De acuerdo a información que se maneja entre los propios funcionarios de las casas farmacéuticas concursantes, la única empresa que dispone de un sistema para cumplir honestos requerimientos es, precisamente, Lomedic, quien incluso ha desarrollado y patentado un sistema como el que pide el Gobierno de Guanajuato.

Esta circunstancia tiene a varios de los participantes valorando la tesitura de inconformarse por los términos de la licitación, argumentando la existencia de condiciones inequitativas y que no tienen nada que ver con la prestación de un servicio profesional y competitivo.

No es, por otra parte, el único tema conflictivo en relación a Lomedic, como se puede constara en un reportaje publicado hoy mismo en Zona Franca.

La página Web del Departamento del Tesoro de los Estados Unidos aún despliega en sus listas la constancia de que durante cuatro años la empresa Lomedic S. A. de C. V. Y su propietario, Carlos Lomelí Bolaños, estuvieron sometidos a una investigación en sus transacciones y propiedades en ese país, por presuntos vínculos con la organización delictiva de los hermanos.

El señalamiento directo  es sobre el desvío ilícito de sustancias precursoras de metanfetamina.

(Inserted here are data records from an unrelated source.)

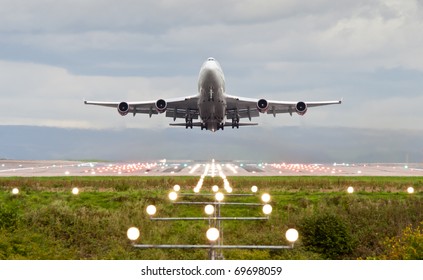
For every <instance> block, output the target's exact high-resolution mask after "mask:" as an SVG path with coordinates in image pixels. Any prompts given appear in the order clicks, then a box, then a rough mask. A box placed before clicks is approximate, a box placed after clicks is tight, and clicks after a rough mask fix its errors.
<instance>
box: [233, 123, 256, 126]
mask: <svg viewBox="0 0 423 280" xmlns="http://www.w3.org/2000/svg"><path fill="white" fill-rule="evenodd" d="M238 125H239V126H249V125H258V123H239V124H238ZM225 126H232V123H231V122H225Z"/></svg>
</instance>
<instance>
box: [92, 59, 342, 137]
mask: <svg viewBox="0 0 423 280" xmlns="http://www.w3.org/2000/svg"><path fill="white" fill-rule="evenodd" d="M85 104H88V105H99V106H106V107H112V108H116V109H117V111H118V112H119V114H120V115H122V116H125V115H127V114H128V113H132V114H133V115H134V116H135V115H136V114H148V115H149V116H150V118H151V116H152V115H157V114H165V115H166V117H169V118H173V121H176V119H185V122H184V123H170V125H171V126H185V128H191V129H192V128H193V127H194V126H196V127H201V130H203V129H206V130H210V131H212V132H215V131H217V130H219V129H221V130H223V129H224V127H232V128H239V127H240V126H248V125H257V123H252V122H251V119H252V118H254V117H258V116H259V114H260V113H262V114H264V113H267V114H272V115H273V116H275V117H276V114H281V113H289V114H290V115H291V116H292V113H297V114H298V115H301V116H302V115H304V114H305V113H306V112H307V109H308V108H310V107H317V106H324V105H332V104H341V101H317V102H316V101H314V102H304V101H273V100H266V99H263V98H262V99H254V98H245V97H239V96H233V95H228V94H226V90H225V76H224V75H223V71H222V68H221V67H220V64H219V62H217V60H216V59H214V58H212V57H210V58H208V59H207V60H206V61H205V62H204V63H203V65H202V67H201V69H200V74H199V78H198V93H197V95H194V96H187V97H180V98H172V99H168V100H165V99H158V100H153V101H137V102H126V101H123V102H100V101H85ZM245 118H248V119H249V121H250V122H240V120H241V119H245Z"/></svg>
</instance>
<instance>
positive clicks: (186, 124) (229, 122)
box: [169, 122, 258, 127]
mask: <svg viewBox="0 0 423 280" xmlns="http://www.w3.org/2000/svg"><path fill="white" fill-rule="evenodd" d="M169 125H170V126H184V127H186V125H187V124H186V123H170V124H169ZM238 125H239V126H249V125H258V123H239V124H238ZM192 126H199V127H201V123H200V122H193V123H192ZM225 126H230V127H232V123H231V122H225Z"/></svg>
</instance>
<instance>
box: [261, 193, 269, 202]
mask: <svg viewBox="0 0 423 280" xmlns="http://www.w3.org/2000/svg"><path fill="white" fill-rule="evenodd" d="M261 201H263V202H264V203H268V202H269V201H270V195H269V194H268V193H264V194H263V195H262V196H261Z"/></svg>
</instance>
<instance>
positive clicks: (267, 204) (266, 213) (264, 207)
mask: <svg viewBox="0 0 423 280" xmlns="http://www.w3.org/2000/svg"><path fill="white" fill-rule="evenodd" d="M263 213H264V214H265V215H269V214H270V213H272V205H270V204H265V205H264V206H263Z"/></svg>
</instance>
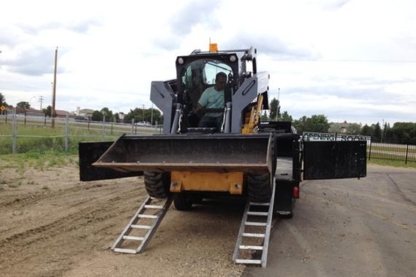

La investigación y el señalamiento se mantuvo vigente desde octubre de 2008 hasta el pasado octubre, en 2012, cuando la empresa mencionada, que tiene su sede en Jalisco, es suprimida de las lista negra del Departamento de Estado norteamericano.

En Guanajuato, ante señalamientos sobre otras empresas cuyas mayores objeciones son incumplimientos con gobiernos y sistemas de salud, los funcionarios responsables de la licitación, concretamente el subsecretario de Administración José Manuel Casanueva, han dicho que se tomarán en cuenta los antecedentes de los concursantes.

Sin duda que un tema tan serio como la posibilidad de una actividad ilícita como la que se señala en los documentos oficiales del Tesoro estadounidense, ameritaría toda la atención de los responsables de asignar el contrato de compra más cuantioso de la historia reciente de Guanajuato.

En juego se encuentran muchas cosas: la imagen del gobierno de Miguel Márquez, quien por más que se ha propuesto inaugurar una época de transparencia en Guanajuato, batalla para convencer; el servicio puntual y eficaz a los tres millones 152 mil afiliados al Seguro Popular de Guanajuato; y, ahora, la necesidad de no comprar un problema mayúsculo e innecesario vinculado a una investigación judicial.

Tanto Márquez como Casanueva ha sido muy específicos en subrayar que la asignación en un solo contrato pretende evitar “corrupción” en el sistema de salud de Guanajuato.

Resulta interesante que ni la creación de órganos de fiscalización autónomos, ni la constante evolución, por lo menos de nombre, de la oficina de rendición de cuentas que depende del Poder Ejecutivo, sean suficientes para dar confianza a la labor fiscalizadora y al control de la corrupción.

Si la privatización resulta la solución a la incorregibilidad de los funcionarios públicos, entonces podríamos ir pensando en disolver el gobierno y encargárselo a algún corporativo, de acuerdo a la lógica de estos funcionarios.

Sin embargo, al reunir en un solo y multimillonario contrato las decenas o centenas de contratos dispersos que se prestaban a diversas corruptelas, lo único que se está haciendo es crear las condiciones para un negocio multimillonario donde las pequeñas exacciones den paso a una sola y jugosa comisión.

Hasta ahora no hay muchos elementos para pensar lo contrario, pues ni siquiera podemos saber si la compra bianual por cuatro mil millones de pesos significa un ahorro sustancial para el erario estatal, pues los datos del consumo en los años anteriores continúan celosamente guardados, justo como en el sexenio de Juan Manuel Oliva.

En este, como en otros temas, el gobierno de Márquez muestra que la voluntad de transparencia solo es un frase congelada en un discurso cada vez más ajeno y distante a la realidad del estado.